Big loom decisions and messing around with color

With #studiofridays in full swing now, I have loom decisions to make.

On my first Friday of the year, I warped my Leclerc loom. To be honest, I don’t have a concrete plan for what to weave on this loom. I do have a consultation client who just purchased one and had some questions about warping. So I cut off the two holiday pieces you can see on it here and set about putting a useable warp on it.

Years ago I had warped the loom all the way across with a fairly long warp and I realized after I cut off the holiday pieces that much of that warp was still useable in large portions. It is true that I had lost the cross on the warp so getting it fairly orderly again was not easy, but with the help of a 60 inch reed from Schacht, I managed to get weavable warps tied up again.

I have a few ideas of things I want to try and mostly intend this loom to act as a practice loom. It is a great place to experiment with color combinations, techniques, and small pieces. Plus diving into loom warping on the first Studio Friday of the year seemed like a good way to get started.

It is also a great place to practice my finger picking. I started tapestry weaving on a Rio Grande walking loom and do hope to own another one some day.*

I’m focusing my next #studiofridays on finishing up projects I’ve started and working on the design for my Harrisville rug loom. This loom is my absolute favorite piece of equipment. It has a warp extender and worm gear which give me outstanding and even tension and the overhead beater makes me a fierce selvedge monster.

I’m working on some designs that are big. I’ll have to weave them in panels because this loom is only 45 inches wide. I have visited some quilt shows lately and was reminded of the statement a very large piece can make. So until I get a bigger studio and if I want to weave on a horizontal loom, panels it is. Of course I could use the 60 inch Glimakra or make an even larger pipe loom, but I would really miss that tension/beater combo of the Harrisville. When I get a bigger studio, Harrisville will make me a wider loom.

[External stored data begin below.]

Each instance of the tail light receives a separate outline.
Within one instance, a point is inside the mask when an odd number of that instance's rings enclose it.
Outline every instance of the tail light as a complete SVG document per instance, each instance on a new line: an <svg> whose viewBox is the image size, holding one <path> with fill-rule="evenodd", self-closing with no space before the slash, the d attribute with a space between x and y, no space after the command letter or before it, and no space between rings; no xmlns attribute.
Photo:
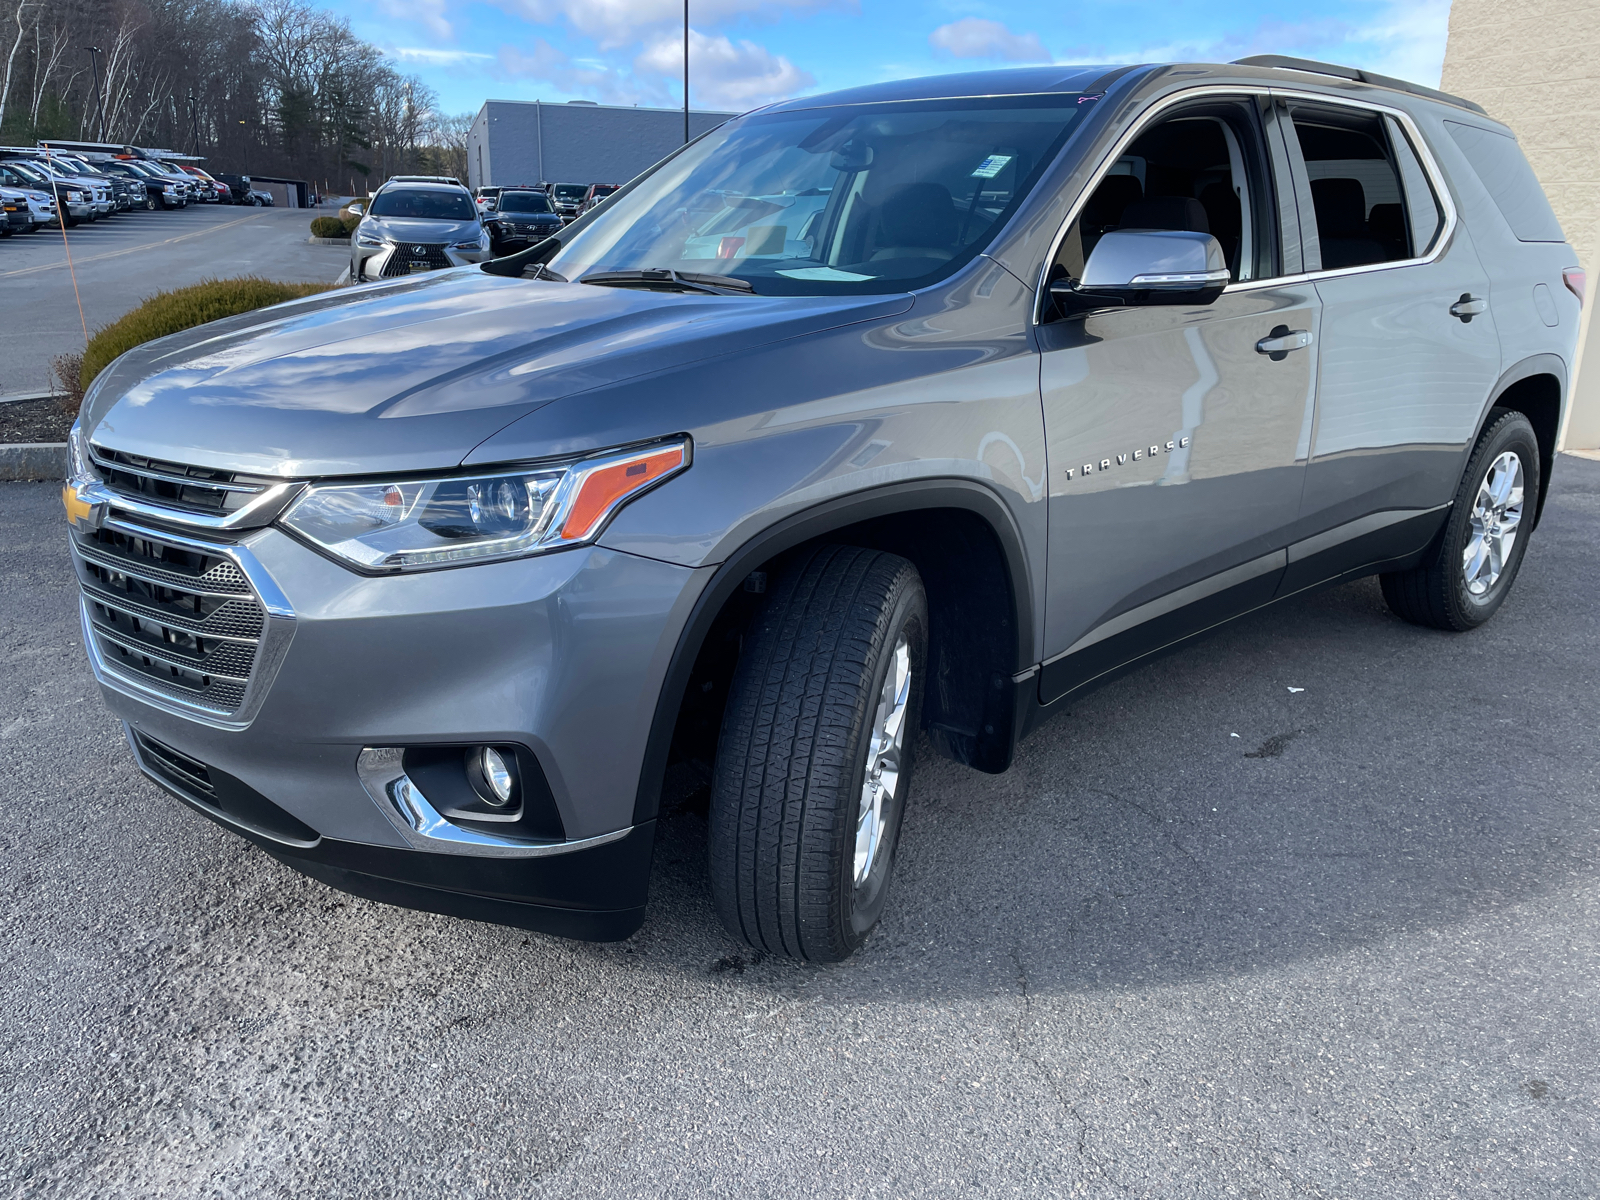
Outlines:
<svg viewBox="0 0 1600 1200"><path fill-rule="evenodd" d="M1568 267L1561 272L1561 282L1567 285L1567 291L1578 298L1578 303L1583 303L1583 293L1588 284L1589 274L1582 267Z"/></svg>

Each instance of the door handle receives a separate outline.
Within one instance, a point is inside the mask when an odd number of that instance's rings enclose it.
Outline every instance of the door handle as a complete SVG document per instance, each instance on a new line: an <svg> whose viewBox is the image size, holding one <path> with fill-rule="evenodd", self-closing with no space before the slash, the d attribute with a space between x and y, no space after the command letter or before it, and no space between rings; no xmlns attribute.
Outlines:
<svg viewBox="0 0 1600 1200"><path fill-rule="evenodd" d="M1289 357L1289 351L1304 350L1309 345L1309 329L1290 329L1287 325L1279 325L1256 343L1256 353L1265 354L1273 362L1282 362Z"/></svg>
<svg viewBox="0 0 1600 1200"><path fill-rule="evenodd" d="M1481 316L1489 311L1489 302L1480 300L1471 292L1462 292L1461 299L1450 306L1450 315L1460 317L1463 325L1470 325L1472 318Z"/></svg>

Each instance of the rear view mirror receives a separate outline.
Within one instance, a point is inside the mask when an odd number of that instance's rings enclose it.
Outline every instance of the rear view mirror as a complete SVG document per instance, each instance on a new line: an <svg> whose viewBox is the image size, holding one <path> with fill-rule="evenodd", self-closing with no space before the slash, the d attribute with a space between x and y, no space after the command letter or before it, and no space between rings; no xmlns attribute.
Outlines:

Last week I spent Friday weaving color samples. While this does follow the “studio time on Fridays” rule, I can’t help but feel that doing work for teaching is not quite in the spirit of the thing. I will admit that my experiments were surprising to me at times and any day I can stretch my own understanding is a good day.

I started out easy. **

Rebecca Mezoff, basic color experiments for color retreats 2019 underway

Most of my experimenting has a lot to do with value so I take a lot of black and white photos and use the filter on my phone to view yarns as I’m choosing. I love to follow trains of thought that go something like this:

“Let’s see if I can make orange by mixing fully saturated red and yellow.”

Red and yellow make orange, right?

You already knew what the answer to that was going to be, right?

The yellow is too light a value to mix well with the red which is fairly dark even in full saturation (see bottom stripe in the photo below). Mostly we just see the dots of two separate colors, though I suspect in a large enough piece it would work.

Color Experiments with orange, red, and yellow.

“Let’s look at the value of those colors… I bet I need a darker yellow which will make it olive-colored, but let’s try it.”

Values of warm colors.

The resulting mix was the top stripe in the weaving above. Not really orange. I’ll try again Friday.

Of course the purpose of all of that messing about is to find ways to help students understand color better. I recommend using some thin singles yarns and playing with what happens when you mix them together. I don’t really care if I can make a bright orange from other yarns bundled together (this isn’t actually possible because of the dulling effect mixing the other colors has). What I do care about is what happens when various hues and values are mixed and how can I use that to my advantage both to decrease the number of yarn colors I need and to increase the interest in the artwork.

Stay tuned for more of my ideas as I spend my Fridays weaving.***

*My walking loom was made in a college class by myself and my dad. It had great tension, but the beams were uneven and so every time I rolled the warp forward, my warp tension was off significantly. This I could not stand and I sold the loom. That is the loom in my studio in Velarde, NM sometime in 2008 or 2009.

**All yarns pictured are by Weavers Bazaar.